Many of today’s market analysis platforms enable traders to evaluate both actual and theoretical trading activity by generating a strategy performance report — an objective evaluation of a trading strategy’s performance. A strategy is a set of precise rules used to enter and exit the market, and strategy development involves defining those rules by using historical backtesting, optimization and forward testing to determine the most effective and potentially profitable parameters for the system. The report estimates how well a strategy should work.
A strategy performance report is a vital component of the process that helps traders identify the strengths and weaknesses of a system, and quantify the system’s viability using a series of mathematically based performance metrics.
Quite often, even experienced traders fall into an analysis rut, relying on the same numbers and interpretations to evaluate their trading systems. For all of us, beginning and experienced traders alike, it’s helpful to step back and reconsider what our system reports are telling us.

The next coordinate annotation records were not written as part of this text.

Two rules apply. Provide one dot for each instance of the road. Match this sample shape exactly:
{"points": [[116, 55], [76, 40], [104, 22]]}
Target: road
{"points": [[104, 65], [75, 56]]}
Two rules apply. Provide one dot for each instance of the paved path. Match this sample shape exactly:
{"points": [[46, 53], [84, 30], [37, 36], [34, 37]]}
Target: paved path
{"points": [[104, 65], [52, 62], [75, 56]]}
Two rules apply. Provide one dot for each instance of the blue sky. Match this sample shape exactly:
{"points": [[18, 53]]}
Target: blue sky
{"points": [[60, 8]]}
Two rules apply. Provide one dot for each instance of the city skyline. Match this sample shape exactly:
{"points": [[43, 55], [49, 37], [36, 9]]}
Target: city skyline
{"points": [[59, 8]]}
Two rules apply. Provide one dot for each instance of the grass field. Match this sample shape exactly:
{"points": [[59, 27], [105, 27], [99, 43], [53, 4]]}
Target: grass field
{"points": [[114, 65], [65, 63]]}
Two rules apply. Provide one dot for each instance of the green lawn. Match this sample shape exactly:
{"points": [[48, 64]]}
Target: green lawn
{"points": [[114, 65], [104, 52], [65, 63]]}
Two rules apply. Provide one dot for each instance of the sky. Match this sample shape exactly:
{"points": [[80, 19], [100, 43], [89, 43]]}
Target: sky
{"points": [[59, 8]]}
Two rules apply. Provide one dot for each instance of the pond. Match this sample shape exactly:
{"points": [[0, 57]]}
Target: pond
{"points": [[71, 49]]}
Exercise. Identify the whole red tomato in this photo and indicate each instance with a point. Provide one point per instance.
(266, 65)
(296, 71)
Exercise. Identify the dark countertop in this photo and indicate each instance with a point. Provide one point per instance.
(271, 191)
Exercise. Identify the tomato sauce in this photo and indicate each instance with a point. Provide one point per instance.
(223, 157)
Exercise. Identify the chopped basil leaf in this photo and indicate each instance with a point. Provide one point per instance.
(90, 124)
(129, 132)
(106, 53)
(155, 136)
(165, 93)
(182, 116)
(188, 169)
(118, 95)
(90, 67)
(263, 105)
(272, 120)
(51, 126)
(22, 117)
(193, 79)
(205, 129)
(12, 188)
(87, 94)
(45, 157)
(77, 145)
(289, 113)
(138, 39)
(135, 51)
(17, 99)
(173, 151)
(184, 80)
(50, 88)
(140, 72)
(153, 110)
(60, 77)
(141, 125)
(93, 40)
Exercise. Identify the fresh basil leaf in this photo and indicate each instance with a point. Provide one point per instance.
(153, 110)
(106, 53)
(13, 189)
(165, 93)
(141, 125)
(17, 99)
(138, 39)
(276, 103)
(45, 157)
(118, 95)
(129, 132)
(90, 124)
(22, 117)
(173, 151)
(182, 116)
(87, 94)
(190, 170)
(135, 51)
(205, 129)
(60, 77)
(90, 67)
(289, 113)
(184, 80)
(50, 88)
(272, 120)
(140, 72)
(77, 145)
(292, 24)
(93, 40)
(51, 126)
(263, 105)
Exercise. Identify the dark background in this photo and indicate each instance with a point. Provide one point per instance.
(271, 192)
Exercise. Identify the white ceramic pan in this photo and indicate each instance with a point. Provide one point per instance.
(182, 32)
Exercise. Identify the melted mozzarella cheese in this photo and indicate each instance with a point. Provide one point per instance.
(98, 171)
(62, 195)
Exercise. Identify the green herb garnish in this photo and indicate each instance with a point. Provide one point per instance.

There are dozens of performance metrics that can be used to evaluate a strategy, and traders often develop a preference for the metrics each finds most useful to his or her own trading style and goals. “Performance snapshot” (below) shows an example of the summary page of a strategy performance report, which includes an overview of all trading activity for the specified period.
Using a performance report effectively is not always straightforward. While it is exciting to zoom in on metrics such as total net profit or percent profitable, each metric alone does not provide a comprehensive view of the strategy. Consider, for example, a strategy that boasts a 90% profitable statistic, meaning that 90% of the completed trades during the specified period made money. While this appears to be good news at first, it does not provide a clear picture of the strategy’s performance.
A deeper analysis would consider factors such as the size of each winning and losing trade. In an extreme case, if 90% of the trades had an average winning trade of $5, and the remaining 10% of trades had an average losing trade of $500, it would be a losing system.
As another example, a strategy performance report could indicate that a system has a total net profit of $800,000. That might be an encouraging figure, but traders also must consider the maximum drawdown or the account size required values to determine how much money is needed to make that $800,000. It could be that the trader would need a much larger account, or would need to sustain greater losses than is comfortable, to trade the strategy.
The metrics have to be considered separately as well as collectively to produce an accurate assessment of the system’s performance.